Baopu zi, chapter 14. Translation published in Fabrizio Pregadio, Great Clarity: Daoism and Alchemy in Medieval China, 130 (Stanford: Stanford University Press, 2006).
The "minor arts"
It is clear that if the present-day coarse and rustic practitioners do not obtain the great methods of the Golden Elixir, they will not obtain a long life. They may be able to heal illnesses and bring a dead person to life again, to abstain from cereals and be free from hunger for many years, to summon gods and demons, to be sitting at one moment and then rise up and disappear, to see one thousand miles away, to reveal the rise and fall of what is obscure and hidden, and to know the fortunes and calamities awaiting what has not yet sprouted.
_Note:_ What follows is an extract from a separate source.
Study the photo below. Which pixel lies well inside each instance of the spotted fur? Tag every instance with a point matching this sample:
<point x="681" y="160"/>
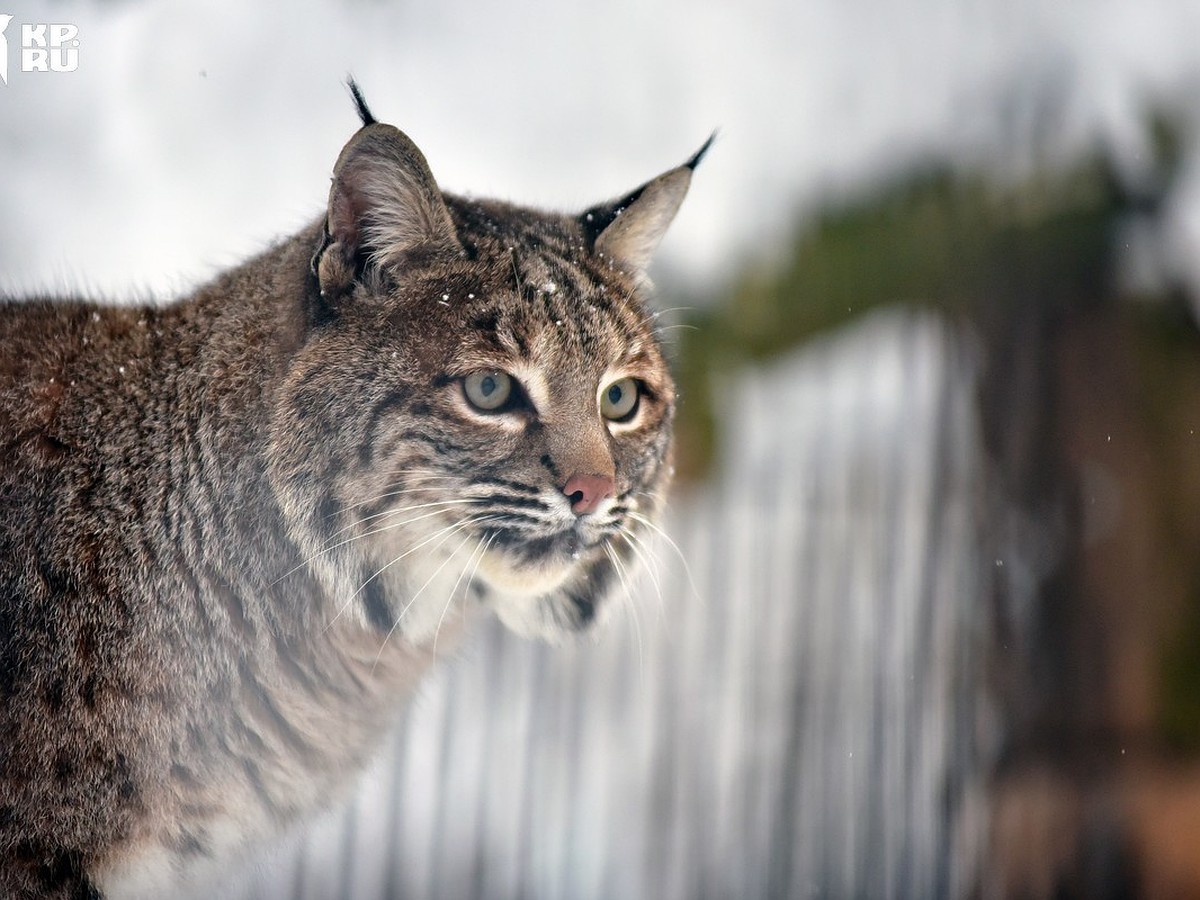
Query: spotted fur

All this, however, will be of no advantage to increase the length of their life.
Baopu zi, chapter 14. Translation published in Fabrizio Pregadio, Great Clarity: Daoism and Alchemy in Medieval China, 126 (Stanford: Stanford University Press, 2006).
Script of the Three Sovereigns and Charts of the True Forms of the Five Peaks
I heard my master Zheng [Yin] say that among the important writings on the Dao none surpasses the Inner Script of the Three Sovereigns (Sanhuang neiwen) and the Charts of the True Forms of the Five Peaks. The immortal officers (xianguan) and the accomplished men (zhiren) of antiquity venerated the methods expounded in these writings, considered them to be secret, and transmitted them only to those destined to become immortals. They handed them down only once in forty years, after one made an oath by smearing one's mouth with blood and established a bond by offering gifts [to one's master]. . . .
The Three Sovereigns says that if a household possesses this scripture, one can keep off evil and the noxious demons, quell the unhealthy pneumas (qi), intercept calamities, and neutralize misfortunes. If someone is on the point of death because of an illness, let him hold this text and, provided he has full faith in its methods, he will not die. If a woman is having a difficult delivery and is in danger of exhausting her vital force, let her hold this text and her child will be born immediately. If a practitioner who wishes to search for long life enters a mountain holding this text, he will keep off tigers, wolves, and mountain sprites. The five poisons and the hundred calamities will dare not come near him, and when he crosses a river or a large expanse of water, he will avoid crocodiles and halt wind and waves. If one obtains this book, one can carry out transformations and start any activity without inquiring about proper places or propitious times. One's household will not know calamity or adversity.
Baopu zi, chapter 14. Translation published in Fabrizio Pregadio, Great Clarity: Daoism and Alchemy in Medieval China, 127-28 (Stanford: Stanford University Press, 2006).